There are now a host of cases in England, the United States and Singapore where bitcoin and other cryptocurrencies have been frozen to aid recovery, including the enforcement of third-party debt orders, which compel a exchange to transfer funds from an address to the victim.

Challenges to consider

Despite an increasing number of healings, it is necessary to turn to certain obstacles.

First, there are business considerations, like how much has been lost and whether it’s worth instructing investigators and attorneys. Experts are not always cheap and if the amount lost is nominal, it may not be worth suing. Second, which jurisdiction is relevant? Taking England as an example, if the victim is domiciled there, if the fraudster was connected or if the fraud occurred in England, the English courts will generally have jurisdiction to consider these cases. Without one of them, the victim may have to pursue their case in another more relevant territory.

Next, look at the search report, which shows the flow of funds, from when they left the victim or affected account, to where they are now. Consider where the funds went, if they reached an exchange at this point (live tracing is usually available), and if so, which exchange. From experience, and again using England as an example, exchanges want to be seen to be doing the right thing in complying with English court orders, and the risk of breaching them and the resulting negative press is an important factor. In this regard, to get the key information from the exchanges, applications against these exchanges are necessary and it is important to determine which one to pursue.

Once the assets are frozen, the next steps depend on who controls the address of the funds. They may want a quick deal, not respond at all, or want to take legal action, although generally those connected with criminal activity do not want their business immortalized in court documents.

In the event that the court agrees that the assets belong to the victims and orders that they be transferred, the victims must consider enforcement, ie how they recover their funds.
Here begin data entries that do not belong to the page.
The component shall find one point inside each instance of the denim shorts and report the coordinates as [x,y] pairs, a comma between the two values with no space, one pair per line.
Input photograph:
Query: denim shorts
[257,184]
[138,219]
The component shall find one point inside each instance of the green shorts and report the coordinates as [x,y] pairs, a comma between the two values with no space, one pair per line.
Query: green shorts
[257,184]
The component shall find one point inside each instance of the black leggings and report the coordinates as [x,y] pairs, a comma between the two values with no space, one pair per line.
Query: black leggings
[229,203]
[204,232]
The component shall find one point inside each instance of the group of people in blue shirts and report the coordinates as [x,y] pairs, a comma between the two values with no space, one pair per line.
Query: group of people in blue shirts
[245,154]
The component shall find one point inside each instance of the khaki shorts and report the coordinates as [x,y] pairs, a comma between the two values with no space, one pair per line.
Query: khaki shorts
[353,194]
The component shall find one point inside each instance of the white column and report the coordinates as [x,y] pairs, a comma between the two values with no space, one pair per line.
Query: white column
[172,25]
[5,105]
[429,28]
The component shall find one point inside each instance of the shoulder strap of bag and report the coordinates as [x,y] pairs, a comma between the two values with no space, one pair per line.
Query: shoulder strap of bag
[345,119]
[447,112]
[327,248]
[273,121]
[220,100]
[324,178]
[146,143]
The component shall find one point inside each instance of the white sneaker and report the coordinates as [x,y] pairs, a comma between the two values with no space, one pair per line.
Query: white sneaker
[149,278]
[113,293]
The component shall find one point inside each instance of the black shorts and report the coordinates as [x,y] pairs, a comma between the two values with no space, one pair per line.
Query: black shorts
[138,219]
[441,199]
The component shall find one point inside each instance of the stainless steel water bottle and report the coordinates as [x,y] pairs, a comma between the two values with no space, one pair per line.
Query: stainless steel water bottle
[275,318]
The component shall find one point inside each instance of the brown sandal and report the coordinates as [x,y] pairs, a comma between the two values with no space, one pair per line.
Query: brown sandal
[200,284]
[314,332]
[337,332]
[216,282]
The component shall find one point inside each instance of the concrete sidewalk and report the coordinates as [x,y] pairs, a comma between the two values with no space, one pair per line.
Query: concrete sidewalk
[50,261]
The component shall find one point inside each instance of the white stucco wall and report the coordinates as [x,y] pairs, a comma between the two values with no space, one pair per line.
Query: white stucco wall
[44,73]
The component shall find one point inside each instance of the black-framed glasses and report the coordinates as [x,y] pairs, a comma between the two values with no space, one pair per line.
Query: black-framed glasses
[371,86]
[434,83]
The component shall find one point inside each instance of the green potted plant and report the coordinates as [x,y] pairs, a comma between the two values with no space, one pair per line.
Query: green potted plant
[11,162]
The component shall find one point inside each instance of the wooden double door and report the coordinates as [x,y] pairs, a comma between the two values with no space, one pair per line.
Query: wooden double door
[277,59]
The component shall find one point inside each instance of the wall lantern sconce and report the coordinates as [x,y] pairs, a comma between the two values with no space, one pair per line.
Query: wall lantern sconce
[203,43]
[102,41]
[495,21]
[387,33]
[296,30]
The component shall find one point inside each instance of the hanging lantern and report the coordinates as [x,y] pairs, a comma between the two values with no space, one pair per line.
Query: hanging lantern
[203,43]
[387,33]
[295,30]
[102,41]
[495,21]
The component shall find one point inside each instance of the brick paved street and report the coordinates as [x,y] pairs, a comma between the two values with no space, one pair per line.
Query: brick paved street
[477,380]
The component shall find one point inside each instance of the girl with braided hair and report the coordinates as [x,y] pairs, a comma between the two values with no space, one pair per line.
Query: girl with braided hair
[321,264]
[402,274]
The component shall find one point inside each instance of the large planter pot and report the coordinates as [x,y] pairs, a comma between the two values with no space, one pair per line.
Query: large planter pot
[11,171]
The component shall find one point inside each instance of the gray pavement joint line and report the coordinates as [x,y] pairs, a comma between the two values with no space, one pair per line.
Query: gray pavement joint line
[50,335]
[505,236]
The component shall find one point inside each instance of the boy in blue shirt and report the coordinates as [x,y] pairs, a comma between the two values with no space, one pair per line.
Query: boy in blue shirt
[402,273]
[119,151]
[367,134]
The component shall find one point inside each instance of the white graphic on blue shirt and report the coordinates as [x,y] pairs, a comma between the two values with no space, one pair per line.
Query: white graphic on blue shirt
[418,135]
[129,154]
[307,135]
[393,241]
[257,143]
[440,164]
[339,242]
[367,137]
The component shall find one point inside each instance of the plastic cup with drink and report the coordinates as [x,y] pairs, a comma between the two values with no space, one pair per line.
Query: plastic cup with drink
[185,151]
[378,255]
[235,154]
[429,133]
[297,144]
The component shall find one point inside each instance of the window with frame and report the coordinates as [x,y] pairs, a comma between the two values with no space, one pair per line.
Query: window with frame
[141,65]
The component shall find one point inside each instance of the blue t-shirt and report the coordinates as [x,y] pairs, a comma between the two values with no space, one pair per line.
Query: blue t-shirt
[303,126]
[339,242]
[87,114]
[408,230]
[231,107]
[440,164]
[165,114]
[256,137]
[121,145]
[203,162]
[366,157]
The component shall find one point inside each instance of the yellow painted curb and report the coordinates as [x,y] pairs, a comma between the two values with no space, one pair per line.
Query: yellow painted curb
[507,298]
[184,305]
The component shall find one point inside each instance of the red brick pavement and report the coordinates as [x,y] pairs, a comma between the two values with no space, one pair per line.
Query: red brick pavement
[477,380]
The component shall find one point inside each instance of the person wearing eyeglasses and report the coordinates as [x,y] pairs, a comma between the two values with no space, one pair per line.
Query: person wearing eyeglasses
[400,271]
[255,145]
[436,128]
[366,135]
Third-party debt orders require exchanges to transfer assets, but when this is not available, other tactics come into play and vary depending on the circumstances. These may be individuals who have been identified as other address holders, alleged executives of the fraudulent business or otherwise, and insolvency proceedings may be brought against them, particularly where conspiracy and joint and several liability are available. However, settlement, based on their response, is still preferable to all parties involved.
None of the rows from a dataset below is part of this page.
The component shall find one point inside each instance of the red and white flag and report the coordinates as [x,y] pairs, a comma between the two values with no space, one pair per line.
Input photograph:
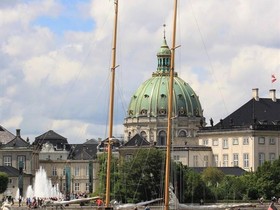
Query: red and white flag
[273,78]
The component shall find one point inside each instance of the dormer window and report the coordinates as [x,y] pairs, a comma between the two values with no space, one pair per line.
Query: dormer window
[144,111]
[162,111]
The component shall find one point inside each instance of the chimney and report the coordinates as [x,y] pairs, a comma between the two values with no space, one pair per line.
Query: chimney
[255,93]
[273,94]
[18,132]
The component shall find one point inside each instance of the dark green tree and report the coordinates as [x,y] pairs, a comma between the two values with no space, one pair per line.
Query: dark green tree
[142,176]
[4,179]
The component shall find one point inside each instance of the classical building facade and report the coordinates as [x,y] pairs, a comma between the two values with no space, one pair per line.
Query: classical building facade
[247,137]
[19,161]
[73,167]
[146,121]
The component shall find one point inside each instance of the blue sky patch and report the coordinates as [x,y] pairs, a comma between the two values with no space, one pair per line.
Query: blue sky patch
[70,19]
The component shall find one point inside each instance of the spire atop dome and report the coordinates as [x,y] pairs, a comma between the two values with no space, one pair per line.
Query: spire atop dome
[164,56]
[164,30]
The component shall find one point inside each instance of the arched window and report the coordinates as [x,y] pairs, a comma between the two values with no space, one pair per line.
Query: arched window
[162,138]
[182,133]
[143,134]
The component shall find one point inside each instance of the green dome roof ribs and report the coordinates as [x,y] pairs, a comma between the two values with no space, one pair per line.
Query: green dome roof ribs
[151,98]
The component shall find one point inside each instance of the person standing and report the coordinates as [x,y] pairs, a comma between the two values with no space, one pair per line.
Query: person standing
[272,204]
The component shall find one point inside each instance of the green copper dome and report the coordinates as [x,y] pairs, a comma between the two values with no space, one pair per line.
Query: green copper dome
[151,98]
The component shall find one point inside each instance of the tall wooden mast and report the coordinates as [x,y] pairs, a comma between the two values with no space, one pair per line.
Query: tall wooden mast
[170,110]
[111,107]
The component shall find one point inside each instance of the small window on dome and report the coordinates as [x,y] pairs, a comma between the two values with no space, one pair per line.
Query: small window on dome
[182,133]
[182,112]
[144,111]
[162,111]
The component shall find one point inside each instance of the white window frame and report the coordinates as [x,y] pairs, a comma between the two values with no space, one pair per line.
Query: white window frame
[246,141]
[23,159]
[225,160]
[205,161]
[235,141]
[77,186]
[195,161]
[272,141]
[246,160]
[235,159]
[261,158]
[7,160]
[205,142]
[272,156]
[261,140]
[77,171]
[215,142]
[225,143]
[216,160]
[54,171]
Recoveries in different areas

While stories of decentralized exchange hacks worth hundreds of millions of dollars make the headlines, it should not be forgotten that people who are victims of romance scams, insurers paying ransoms, victims of scams in general and insolvency proceedings involving digital funds, there are ways to investigate and recover bitcoins and other blockchain-based assets.

It is important to note that where victims can come together to create an appropriate group for a class action, litigation funding may be available and the cost of the process shared. It can also lead to massive recovery, helping those who have only lost a little.

In addition, insurers, who continue to pay bitcoin ransoms on behalf of their customers, may be able to recoup those ransoms and break the payment cycle, fueling the pursuit of the ransomware industry. Insurers can become the solution, respecting their contract with their client and depriving criminals of their ransom.

There are endless applications for recovery, including bitcoin where applicable, and as common law precedents continue to multiply, best practices will continue to develop. The UK continues to recognize the value of fast and effective remedies in asset recovery and on 22 April 2021 the UKJT published the ‘Digital Dispute Resolution Rules’, which aim to facilitate rapid resolution and profitable business litigation involving digital and blockchain assets. In summary, the UK takes litigation involving blockchain seriously and the inherent flexibility of common law jurisdictions continues to focus on assisting victims and recovering ill-gotten gains.

This is a guest post by Matthew Green and Brian Mondoh. The opinions expressed are entirely their own and do not necessarily reflect those of BTC Inc. or Bitcoin Magazine.